Switzerland is experiencing mild deflationary pressure, with the December Producer Price Index falling by -1.8% year-over-year and January Consumer Price Index remaining barely positive at 0.1%. This has led to speculation about potential rate cuts by the Swiss National Bank (SNB). Weak manufacturing activity, seen in a December Purchasing Managers’ Index of 45.8, contributes to economic challenges.
Market pricing suggests the SNB might consider dropping rates below zero in the coming months. The December Producer Price Index recorded a -1.8% year-over-year fall, indicating deflationary risks. The January Consumer Price Index inflation data showed a 0.1% year-over-year increase, maintaining minimal positive levels. The Swiss National Bank has four policy meetings a year, with the next on March 19.

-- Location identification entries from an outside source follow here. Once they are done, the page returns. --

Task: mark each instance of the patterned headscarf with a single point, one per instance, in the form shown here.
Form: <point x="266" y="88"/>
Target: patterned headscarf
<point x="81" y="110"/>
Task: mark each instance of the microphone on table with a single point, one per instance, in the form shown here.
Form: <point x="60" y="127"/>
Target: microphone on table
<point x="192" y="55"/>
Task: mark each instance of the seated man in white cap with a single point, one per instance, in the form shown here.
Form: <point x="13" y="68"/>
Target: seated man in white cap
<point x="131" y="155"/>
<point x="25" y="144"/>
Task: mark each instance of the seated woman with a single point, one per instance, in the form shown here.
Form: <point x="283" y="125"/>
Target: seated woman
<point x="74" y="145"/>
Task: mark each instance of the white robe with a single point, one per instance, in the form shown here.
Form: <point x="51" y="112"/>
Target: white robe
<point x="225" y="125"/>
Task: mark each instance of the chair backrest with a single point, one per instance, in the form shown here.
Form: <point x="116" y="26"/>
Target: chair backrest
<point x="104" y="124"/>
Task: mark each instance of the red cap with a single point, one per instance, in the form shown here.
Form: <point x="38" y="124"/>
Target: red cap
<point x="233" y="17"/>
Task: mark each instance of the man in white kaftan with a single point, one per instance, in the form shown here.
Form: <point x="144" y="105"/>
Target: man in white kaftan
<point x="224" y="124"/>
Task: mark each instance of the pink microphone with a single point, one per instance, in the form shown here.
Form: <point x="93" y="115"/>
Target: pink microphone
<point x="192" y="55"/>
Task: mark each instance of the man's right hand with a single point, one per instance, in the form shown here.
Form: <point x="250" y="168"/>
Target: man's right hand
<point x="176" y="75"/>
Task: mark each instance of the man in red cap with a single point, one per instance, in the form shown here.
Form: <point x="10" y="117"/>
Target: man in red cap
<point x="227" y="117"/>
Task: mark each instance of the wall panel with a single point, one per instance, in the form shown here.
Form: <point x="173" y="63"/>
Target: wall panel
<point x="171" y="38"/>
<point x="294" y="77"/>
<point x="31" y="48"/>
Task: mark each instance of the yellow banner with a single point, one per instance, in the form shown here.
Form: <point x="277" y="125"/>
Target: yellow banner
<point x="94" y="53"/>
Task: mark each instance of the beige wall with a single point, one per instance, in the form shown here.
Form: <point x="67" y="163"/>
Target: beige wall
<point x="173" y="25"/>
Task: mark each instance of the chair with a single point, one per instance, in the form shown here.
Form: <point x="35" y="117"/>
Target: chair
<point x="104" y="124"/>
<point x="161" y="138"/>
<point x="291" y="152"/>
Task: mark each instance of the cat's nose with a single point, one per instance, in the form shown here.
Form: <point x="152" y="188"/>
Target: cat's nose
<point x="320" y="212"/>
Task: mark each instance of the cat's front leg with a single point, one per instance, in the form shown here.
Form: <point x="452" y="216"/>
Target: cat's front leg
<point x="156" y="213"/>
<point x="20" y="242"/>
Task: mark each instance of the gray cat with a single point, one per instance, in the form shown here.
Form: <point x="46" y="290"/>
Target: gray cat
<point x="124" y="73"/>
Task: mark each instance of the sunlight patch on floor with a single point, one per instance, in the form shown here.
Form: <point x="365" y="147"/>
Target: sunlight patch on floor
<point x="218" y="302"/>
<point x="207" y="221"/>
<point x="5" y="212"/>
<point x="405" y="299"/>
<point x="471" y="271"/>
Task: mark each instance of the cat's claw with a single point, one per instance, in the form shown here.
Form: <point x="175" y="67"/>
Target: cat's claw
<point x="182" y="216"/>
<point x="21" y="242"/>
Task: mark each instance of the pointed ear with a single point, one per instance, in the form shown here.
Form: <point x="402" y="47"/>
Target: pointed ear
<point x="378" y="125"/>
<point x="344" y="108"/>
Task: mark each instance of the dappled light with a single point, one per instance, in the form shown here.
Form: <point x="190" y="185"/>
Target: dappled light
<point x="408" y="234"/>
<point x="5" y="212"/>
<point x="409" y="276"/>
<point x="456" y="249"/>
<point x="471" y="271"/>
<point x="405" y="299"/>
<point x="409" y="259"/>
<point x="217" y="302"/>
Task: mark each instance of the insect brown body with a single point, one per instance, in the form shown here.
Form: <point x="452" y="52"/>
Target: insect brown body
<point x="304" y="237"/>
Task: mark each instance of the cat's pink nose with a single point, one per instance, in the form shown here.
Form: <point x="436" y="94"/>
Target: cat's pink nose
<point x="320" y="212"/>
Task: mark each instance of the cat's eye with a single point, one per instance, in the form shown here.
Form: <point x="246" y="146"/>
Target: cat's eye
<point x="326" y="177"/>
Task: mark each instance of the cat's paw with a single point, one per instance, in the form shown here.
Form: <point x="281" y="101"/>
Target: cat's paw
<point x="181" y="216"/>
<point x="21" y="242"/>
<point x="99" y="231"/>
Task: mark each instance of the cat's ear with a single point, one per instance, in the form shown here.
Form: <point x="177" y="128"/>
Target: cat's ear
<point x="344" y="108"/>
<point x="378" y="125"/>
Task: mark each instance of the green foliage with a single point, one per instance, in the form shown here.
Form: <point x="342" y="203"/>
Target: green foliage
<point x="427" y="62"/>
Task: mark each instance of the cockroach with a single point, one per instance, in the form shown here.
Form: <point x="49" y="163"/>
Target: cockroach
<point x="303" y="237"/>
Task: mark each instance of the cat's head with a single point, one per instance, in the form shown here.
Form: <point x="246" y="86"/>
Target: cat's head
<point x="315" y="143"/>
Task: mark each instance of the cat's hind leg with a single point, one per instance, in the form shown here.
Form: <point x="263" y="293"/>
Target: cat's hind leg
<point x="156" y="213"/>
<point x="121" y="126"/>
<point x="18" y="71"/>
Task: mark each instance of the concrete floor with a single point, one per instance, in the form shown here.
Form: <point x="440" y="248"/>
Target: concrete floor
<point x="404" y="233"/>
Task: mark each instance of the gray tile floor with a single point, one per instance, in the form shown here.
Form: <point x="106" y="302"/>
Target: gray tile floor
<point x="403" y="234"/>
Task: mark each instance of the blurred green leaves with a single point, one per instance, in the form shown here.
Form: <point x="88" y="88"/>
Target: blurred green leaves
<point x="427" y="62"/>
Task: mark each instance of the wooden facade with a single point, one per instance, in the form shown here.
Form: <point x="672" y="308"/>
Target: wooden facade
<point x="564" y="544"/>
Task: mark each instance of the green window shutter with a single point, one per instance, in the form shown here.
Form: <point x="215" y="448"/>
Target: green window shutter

Potential Impact of Trade Tensions
Potential increases in trade tensions between the EU and the US could negatively impact the Swiss economy, possibly prompting policymakers to adopt a more dovish stance. Despite these risks, safe-haven flows are predicted to support the Swiss franc, maintaining the EUR/CHF exchange rate around 0.92. Rabobank’s analysis retains a three-month forecast for EUR/CHF at 0.92, indicating continued support for the currency.
Looking back to this time in early 2025, we saw clear deflationary risks with producer prices falling and headline inflation hovering just above zero. That weakness was confirmed by manufacturing activity, which was contracting at the time. This environment set the stage for the Swiss National Bank to consider a more dovish policy stance.
As a result, the SNB did act, cutting its policy rate to -0.25% in its March 2025 meeting to fight the economic slowdown and prevent a deflationary spiral. This move initially helped weaken the franc, pushing the EUR/CHF exchange rate up towards the 0.93 level during the second quarter of last year. The rate cut was a direct response to concerns about the economy’s persistent lack of momentum.
Current Economic Outlook
Today, the situation has stabilized somewhat, with the latest December 2025 inflation data showing a rise to 0.5%, pulling us away from immediate deflationary danger. However, with the most recent manufacturing PMI still in contractionary territory at 48.2, underlying economic weakness persists. This suggests the SNB will likely keep rates negative for the foreseeable future, anchoring the short end of the yield curve.
For derivatives traders, this points towards a period of low implied volatility in the Swiss franc. With the SNB unlikely to hike rates soon and safe-haven demand providing a floor for the currency, the EUR/CHF pair could remain range-bound between roughly 0.9250 and 0.9450. Strategies that profit from time decay and stable prices, such as selling straddles, may be favorable in the coming weeks.
We must remain cautious about unexpected global shocks, which historically trigger sharp safe-haven flows into the franc. A sudden increase in geopolitical risk could quickly drive EUR/CHF back below 0.92, causing a spike in volatility. Therefore, holding some cheap, out-of-the-money puts on EUR/CHF could serve as a valuable hedge against such a tail-risk event.